Certains avouent que quand ils rentrent le soir, ils ne sont pas toujours fiers de ce qu’ils ont fait... Photo Christophe Lefebvre
« On ne veut pas faire trop gros pour ne pas se faire remarquer. »
Cela peut être une voiture qui s’arrête, un jeune qui passe en marchant. Les échanges sont rapides, les conversations se déroulent à voix basse. « Dans les clients, on a de tout : des patrons qui veulent fumer après le travail, des étudiants, des gens du coin qui veulent décompresser. » De tout.

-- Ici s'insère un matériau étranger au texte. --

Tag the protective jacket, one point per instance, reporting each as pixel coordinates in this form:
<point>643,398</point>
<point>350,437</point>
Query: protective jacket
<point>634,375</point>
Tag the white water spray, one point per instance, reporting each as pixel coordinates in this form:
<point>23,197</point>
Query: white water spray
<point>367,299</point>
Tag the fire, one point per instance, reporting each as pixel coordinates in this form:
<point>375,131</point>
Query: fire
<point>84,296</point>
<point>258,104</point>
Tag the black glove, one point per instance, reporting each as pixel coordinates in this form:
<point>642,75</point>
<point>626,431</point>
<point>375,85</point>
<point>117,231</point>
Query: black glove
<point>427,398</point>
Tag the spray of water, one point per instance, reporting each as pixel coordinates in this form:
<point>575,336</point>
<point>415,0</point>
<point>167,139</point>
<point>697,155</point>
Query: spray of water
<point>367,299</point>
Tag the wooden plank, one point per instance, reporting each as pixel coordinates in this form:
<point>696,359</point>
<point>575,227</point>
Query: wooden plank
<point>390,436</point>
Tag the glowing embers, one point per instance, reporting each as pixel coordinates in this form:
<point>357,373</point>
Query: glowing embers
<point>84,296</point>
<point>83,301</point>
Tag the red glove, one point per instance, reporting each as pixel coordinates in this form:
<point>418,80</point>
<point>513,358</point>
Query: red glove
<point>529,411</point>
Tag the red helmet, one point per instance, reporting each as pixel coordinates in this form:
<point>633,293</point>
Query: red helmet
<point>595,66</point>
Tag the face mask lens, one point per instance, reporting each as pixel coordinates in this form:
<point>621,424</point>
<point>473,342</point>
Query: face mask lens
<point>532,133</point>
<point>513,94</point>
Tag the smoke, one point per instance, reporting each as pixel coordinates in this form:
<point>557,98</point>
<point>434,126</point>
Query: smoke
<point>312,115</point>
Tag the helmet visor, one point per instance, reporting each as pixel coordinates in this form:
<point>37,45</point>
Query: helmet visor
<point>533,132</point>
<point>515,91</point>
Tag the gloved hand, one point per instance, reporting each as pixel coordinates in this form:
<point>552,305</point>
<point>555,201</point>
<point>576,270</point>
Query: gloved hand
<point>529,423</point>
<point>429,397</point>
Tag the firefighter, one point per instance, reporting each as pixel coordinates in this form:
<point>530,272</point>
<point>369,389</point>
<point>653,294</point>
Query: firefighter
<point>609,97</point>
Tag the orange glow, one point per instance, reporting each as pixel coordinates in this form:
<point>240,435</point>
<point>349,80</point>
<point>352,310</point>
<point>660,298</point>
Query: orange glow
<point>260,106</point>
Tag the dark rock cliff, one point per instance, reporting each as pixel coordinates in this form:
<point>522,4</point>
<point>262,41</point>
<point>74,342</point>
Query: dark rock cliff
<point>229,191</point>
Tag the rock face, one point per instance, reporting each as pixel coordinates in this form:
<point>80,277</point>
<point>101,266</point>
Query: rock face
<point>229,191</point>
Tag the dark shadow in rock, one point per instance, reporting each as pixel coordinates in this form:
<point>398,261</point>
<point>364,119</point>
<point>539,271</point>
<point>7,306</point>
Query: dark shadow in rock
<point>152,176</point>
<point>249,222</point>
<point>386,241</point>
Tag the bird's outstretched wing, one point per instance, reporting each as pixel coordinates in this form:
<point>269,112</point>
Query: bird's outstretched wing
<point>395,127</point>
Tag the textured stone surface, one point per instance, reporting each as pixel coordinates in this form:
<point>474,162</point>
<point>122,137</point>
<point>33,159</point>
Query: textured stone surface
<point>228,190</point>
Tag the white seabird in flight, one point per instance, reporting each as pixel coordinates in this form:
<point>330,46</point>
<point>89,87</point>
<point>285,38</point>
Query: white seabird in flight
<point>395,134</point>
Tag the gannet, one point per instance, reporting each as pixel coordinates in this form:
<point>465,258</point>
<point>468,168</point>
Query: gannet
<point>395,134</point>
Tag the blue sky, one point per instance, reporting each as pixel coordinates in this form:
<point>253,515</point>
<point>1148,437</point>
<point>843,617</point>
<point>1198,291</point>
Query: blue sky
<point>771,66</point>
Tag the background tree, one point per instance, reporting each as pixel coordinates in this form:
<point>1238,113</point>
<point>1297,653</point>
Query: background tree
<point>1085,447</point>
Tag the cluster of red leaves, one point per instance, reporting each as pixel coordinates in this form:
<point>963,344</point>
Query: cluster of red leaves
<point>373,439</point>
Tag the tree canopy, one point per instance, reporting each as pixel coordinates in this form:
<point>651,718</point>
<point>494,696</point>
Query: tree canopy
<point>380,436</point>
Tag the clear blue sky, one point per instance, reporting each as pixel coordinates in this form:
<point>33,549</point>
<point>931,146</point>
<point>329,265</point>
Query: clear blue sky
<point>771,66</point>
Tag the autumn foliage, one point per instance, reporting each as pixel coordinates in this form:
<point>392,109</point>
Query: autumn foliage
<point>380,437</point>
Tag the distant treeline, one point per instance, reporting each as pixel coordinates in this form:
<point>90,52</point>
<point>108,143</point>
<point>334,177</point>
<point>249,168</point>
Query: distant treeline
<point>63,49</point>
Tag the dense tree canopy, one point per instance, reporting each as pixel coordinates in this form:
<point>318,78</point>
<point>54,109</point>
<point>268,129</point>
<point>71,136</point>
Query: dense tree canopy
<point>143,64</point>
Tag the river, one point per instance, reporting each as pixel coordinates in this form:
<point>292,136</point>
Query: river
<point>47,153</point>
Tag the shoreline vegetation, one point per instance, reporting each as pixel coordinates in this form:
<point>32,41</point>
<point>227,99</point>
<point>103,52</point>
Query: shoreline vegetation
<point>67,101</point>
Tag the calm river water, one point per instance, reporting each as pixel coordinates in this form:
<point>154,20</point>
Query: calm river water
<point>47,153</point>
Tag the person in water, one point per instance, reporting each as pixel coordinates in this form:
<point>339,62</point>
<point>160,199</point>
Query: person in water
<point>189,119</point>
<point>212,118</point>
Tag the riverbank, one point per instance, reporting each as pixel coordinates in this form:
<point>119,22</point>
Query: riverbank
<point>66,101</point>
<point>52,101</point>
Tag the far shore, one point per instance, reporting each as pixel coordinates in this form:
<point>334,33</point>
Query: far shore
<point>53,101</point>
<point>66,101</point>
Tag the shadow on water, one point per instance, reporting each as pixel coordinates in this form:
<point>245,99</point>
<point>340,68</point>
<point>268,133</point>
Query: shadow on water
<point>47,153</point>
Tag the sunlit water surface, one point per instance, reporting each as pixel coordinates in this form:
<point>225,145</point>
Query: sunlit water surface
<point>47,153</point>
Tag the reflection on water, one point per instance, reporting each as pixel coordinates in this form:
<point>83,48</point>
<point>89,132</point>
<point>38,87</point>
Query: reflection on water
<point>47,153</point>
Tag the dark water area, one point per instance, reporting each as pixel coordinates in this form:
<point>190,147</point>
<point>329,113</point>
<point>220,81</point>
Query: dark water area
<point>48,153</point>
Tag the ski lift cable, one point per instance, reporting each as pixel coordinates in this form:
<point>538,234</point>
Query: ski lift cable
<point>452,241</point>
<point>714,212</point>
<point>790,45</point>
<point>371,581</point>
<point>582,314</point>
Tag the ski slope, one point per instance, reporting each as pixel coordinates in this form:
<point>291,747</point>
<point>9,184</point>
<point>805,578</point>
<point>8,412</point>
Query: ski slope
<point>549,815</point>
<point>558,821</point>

Depuis sept ans, lorsque ces copains d’enfance ont décidé d’occuper le terrain et d’y installer leur activité. Ils vendent de l’herbe uniquement. À tour de rôle, pour que chacun de l’équipe y trouve son compte. « Parfois, les gens vont directement voir celui qu’ils connaissent. »
L’un des plus expérimentés n’a que 23 ans, il ne va plus « au contact » des consommateurs, un associé gère sa « puce » (sa clientèle) pour lui. « Comme dans n’importe quel commerce, on a respecté nos clients dès le départ. On discute avec eux, on n’est jamais agressifs ou méprisants. »
Une démarche qui paye : aujourd’hui, leur business tourne avec une clientèle fidèle et leur « territoire » (une place et une rue) est connu de tous et respecté. En moyenne, chaque membre de l’équipe gagne entre 50 et 80 € par jour. « On ne veut pas faire trop gros pour ne pas se faire remarquer et il est hors de question que l’on vende des drogues dures : c’est vendre de la mort. »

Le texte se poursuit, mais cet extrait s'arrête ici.